Ho fatto questo film per imparare qualcosa e ciò che ho imparato è di affidarmi di più ai miei istinti. Ho girato in maniera del tutto istintiva, cominciavo senza sapere dove dovessi andare e le idee si raccoglievano a mano a mano che si procedeva. È un film imperniato sulla perdita del figlio, anche se ci sono altre cose che succedono e questi incidenti di percorso tendono a intrecciarsi. È molto meglio fare un film quando rimane materia viva e riesce a parlare per sé. Quando si fa un documentario bisogna stare attenti e ascoltare quello che il film vuole diventare ed essere.

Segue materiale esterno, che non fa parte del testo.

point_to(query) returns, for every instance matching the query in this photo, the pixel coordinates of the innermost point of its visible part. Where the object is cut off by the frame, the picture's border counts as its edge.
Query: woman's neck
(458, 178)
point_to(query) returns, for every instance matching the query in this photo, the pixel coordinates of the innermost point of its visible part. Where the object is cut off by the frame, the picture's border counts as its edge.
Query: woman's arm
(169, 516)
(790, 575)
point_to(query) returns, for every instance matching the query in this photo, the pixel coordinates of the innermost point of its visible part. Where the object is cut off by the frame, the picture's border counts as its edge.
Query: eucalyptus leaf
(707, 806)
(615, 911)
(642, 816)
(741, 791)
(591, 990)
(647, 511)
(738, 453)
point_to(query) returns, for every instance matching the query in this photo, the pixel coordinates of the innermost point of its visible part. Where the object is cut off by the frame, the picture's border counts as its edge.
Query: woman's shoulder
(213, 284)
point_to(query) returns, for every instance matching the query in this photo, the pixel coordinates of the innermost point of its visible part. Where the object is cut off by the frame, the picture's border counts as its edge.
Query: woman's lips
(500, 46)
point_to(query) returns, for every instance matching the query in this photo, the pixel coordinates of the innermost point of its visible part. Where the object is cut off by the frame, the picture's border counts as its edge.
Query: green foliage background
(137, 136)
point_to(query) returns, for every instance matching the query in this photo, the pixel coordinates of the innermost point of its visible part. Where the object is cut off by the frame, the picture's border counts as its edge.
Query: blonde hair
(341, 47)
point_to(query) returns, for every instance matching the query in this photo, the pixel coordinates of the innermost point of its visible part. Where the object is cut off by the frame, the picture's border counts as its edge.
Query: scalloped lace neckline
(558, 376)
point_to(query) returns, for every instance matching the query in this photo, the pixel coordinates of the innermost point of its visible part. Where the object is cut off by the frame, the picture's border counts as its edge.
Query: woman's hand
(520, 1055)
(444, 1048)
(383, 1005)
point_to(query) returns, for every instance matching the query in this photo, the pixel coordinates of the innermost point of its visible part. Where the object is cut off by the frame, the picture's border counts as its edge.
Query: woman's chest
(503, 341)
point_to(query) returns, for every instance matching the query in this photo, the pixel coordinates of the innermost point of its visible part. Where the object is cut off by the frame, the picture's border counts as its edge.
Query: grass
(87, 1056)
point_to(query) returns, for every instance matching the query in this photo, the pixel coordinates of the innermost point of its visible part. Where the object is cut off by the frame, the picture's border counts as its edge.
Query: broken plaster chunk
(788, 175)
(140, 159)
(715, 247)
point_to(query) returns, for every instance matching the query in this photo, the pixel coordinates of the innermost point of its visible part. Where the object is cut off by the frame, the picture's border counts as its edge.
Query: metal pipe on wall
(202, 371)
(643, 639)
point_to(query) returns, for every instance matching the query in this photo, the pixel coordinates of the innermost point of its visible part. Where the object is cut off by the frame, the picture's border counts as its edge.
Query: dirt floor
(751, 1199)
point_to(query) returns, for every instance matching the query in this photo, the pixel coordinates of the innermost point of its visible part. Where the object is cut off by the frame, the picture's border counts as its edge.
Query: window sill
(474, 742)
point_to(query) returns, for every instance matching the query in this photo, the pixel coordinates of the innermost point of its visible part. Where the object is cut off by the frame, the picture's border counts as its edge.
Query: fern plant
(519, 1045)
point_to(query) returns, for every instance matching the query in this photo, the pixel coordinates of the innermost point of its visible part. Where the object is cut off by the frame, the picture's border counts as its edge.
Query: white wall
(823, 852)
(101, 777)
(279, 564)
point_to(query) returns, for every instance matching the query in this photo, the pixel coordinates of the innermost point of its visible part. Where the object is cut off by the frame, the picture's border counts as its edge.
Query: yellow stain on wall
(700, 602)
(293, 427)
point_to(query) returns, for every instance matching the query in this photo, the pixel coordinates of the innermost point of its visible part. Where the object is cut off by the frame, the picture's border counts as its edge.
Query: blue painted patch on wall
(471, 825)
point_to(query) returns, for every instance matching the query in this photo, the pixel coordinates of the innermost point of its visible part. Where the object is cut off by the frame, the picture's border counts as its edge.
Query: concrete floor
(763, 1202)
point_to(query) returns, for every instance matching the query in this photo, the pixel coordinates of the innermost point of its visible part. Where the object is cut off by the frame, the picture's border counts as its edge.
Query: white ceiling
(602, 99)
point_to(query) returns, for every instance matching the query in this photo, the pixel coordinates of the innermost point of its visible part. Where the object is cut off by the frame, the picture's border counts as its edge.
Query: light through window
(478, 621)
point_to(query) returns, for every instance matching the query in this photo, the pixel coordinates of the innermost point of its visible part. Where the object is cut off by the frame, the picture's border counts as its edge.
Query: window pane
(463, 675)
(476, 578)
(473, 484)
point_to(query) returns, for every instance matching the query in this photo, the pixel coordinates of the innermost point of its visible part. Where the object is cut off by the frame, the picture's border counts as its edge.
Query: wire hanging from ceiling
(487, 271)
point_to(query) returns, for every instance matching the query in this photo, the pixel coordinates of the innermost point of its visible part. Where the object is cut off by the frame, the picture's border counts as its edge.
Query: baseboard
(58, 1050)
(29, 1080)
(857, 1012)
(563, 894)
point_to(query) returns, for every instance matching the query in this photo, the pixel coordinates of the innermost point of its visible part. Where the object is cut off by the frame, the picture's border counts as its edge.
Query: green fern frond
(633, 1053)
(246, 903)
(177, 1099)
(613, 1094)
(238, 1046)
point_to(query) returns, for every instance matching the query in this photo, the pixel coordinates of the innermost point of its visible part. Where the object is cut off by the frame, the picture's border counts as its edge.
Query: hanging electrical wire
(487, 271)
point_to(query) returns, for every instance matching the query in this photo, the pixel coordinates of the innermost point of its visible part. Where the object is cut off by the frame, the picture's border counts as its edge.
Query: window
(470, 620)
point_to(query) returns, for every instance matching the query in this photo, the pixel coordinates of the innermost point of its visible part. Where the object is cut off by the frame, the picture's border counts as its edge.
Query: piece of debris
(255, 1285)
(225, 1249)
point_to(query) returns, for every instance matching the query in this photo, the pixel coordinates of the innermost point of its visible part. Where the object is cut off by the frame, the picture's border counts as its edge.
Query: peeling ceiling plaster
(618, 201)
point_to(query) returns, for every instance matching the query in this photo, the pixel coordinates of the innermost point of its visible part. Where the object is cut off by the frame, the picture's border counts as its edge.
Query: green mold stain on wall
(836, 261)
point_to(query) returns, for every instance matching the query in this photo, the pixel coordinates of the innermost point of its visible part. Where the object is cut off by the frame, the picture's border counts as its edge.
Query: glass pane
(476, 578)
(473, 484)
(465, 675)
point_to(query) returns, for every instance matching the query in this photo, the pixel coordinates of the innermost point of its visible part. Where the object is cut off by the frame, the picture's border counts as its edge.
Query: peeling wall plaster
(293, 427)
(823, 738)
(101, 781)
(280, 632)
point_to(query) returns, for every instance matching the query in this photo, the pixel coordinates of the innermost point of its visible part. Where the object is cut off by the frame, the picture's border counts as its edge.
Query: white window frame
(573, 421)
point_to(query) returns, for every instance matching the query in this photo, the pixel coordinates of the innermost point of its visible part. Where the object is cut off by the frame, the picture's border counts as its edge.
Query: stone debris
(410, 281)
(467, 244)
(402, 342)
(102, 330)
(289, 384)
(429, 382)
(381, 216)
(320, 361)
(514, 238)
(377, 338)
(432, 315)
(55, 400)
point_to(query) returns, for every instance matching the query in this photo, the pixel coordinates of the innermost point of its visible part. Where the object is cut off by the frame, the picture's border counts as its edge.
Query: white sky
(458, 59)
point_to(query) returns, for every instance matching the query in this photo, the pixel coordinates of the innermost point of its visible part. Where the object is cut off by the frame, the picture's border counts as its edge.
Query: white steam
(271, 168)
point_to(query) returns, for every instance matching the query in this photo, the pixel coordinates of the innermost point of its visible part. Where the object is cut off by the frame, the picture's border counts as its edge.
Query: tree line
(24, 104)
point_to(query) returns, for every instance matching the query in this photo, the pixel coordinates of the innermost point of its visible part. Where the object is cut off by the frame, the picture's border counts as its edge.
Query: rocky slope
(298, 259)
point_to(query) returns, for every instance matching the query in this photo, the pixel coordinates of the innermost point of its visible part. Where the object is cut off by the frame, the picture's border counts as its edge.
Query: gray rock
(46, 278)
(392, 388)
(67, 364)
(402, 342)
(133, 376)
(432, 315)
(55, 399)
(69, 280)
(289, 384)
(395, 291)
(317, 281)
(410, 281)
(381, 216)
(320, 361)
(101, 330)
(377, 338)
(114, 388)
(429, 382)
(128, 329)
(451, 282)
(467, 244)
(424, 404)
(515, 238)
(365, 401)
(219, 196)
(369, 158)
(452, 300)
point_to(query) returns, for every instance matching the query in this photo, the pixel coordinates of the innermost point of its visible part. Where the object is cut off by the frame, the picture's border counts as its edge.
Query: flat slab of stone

Mi è piaciuto molto poter utilizzare tutto, cosa che non avviene con i film di finzione. Quando si fa un film di finzione si utilizzano solo i momenti tra il “ciak” e il “cut”, tutto quello che avviene prima e dopo va buttato. Ecco, vorrei incorporare questi spezzoni che si buttano in un film di fiction, intrecciarli maggiormente perché sono sempre più interessanti e affascinanti le cose a cui non pensi e che non fai deliberatamente. E spesso finisce che sono anche quelle più importanti.